View Full Version : Anything (II)
DieterM
10-22-2014, 04:59 AM
We only spend
one night together,
sharing thoughts,
then silences,
and finally positions:
missionary, doggy, sixty-nine.
When all is shagged and done,
we share a cigarette.
And then the morning coughs,
reminding us of what
we do not want to share.
You make a funny face
and then your getaway
into the bathroom.
I catch a last glimpse
of your a ss,
your sorry sagging a ss,
and with relief I realize
that I don’t fancy you,
that I don’t love you.
YesNo
10-22-2014, 09:38 AM
I liked the alliteration between "shagged" and "share".
The poetic challenge would be to find a way to fancy and love her and present that to the reader.
Hawkman
10-22-2014, 11:29 AM
It's the last two lines that bother me about this one, Dieter. One or the other, I feel, but not both. Given the context of spending "...one night together," the implication of a one-night-stand rather negates the possibility of feeling love in any meaningful sense. However, it does fit with "relief". The realisation that the narrator doesn't even "fancy" the other, would seem to suggest less that he feels relief, but more that he feels revulsion. This is conveyed by, "your sorry sagging a ss," so I'd incline to cutting the, "that I don't fancy you". The overemphasis created by both lines slightly overextends the verse, which spoils the punch of the finish.

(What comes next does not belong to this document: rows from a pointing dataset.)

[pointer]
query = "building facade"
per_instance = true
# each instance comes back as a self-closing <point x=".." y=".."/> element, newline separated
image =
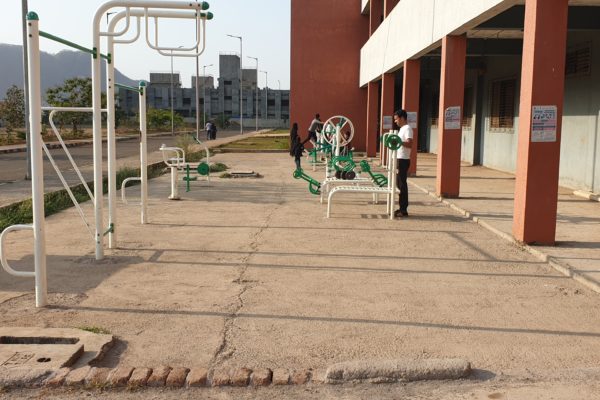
<point x="220" y="101"/>
<point x="511" y="85"/>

Also I'm unure about the repetition of a ss. You could have gone straight to "[of] your sorry sagging a ss,", but I can see why you'd want to emphasise it. I'm just not convinced that it's necessary.
Live and be well - H
Haunted
10-22-2014, 07:23 PM
I loved this one D. I agree 50% with Hawk, I think the last line is not necessary, but I'd keep the second last. It'd make a perfect end for me.